Reputation: 551
I'm looking to search a word say "amend" which may be present in data as "amending", "amendment" or even "*amend". Which is the best method to search words like these? I know wildcard can achieve this but I am restricted to not using it due to my other part of the code. What are the different ways which provides better search performance?
Upvotes: 15
Views: 48026
Reputation: 1286
What you're describing with the terms "amend", "amendment" and "amending" is called keyword stemming. You can add a stemmer token filter to your Elastic index settings.
For Example:
PUT /my_index
{
"settings": {
"analysis" : {
"analyzer" : {
"my_analyzer" : {
"tokenizer" : "standard",
"filter" : ["standard", "lowercase", "my_stemmer"]
}
},
"filter" : {
"my_stemmer" : {
"type" : "stemmer",
"name" : "english"
}
}
}
}
}
Using this stemmer will index the terms [amend, amending, amendment]
as [amend, amend, amend]
.
Then you can do a match
query and it should return what you're wanting.
Upvotes: 1
Reputation: 2277
There is various way:
As you mention you cannot use wildcard, Then go for query_string
{
"query":{
"query_string":{
"default_field":"text",
"query":"*amend"
}
}
}
Second you can use n-gram tokenizer. You can check here https://www.elastic.co/guide/en/elasticsearch/reference/current/analysis-ngram-tokenizer.html
It will breaks your value "amending" to words like ["ame","men","end" ... etc]

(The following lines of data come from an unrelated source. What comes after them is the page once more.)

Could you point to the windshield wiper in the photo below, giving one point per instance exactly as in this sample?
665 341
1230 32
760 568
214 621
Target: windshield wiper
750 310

Once you done with applying n-gram tokeinzer, Start indexing your data.
You can query like below:
{"query":{"term":{"text":"amend"}}}
You will get your output result.
Upvotes: 5
Reputation: 8840
You can implement this using query_string feature of elasticsearch. Assuming that you use default standard analyzer
.
{
"query":{
"query_string":{
"default_field":"Customer",
"query":"*Jo*"
}
}
}
You can add multiple fields as well as shown in the below query
{
"query":{
"query_string":{
"fields":[
"Customer",
"Name"
],
"query":"*Jo*"
}
}
}
Upvotes: 18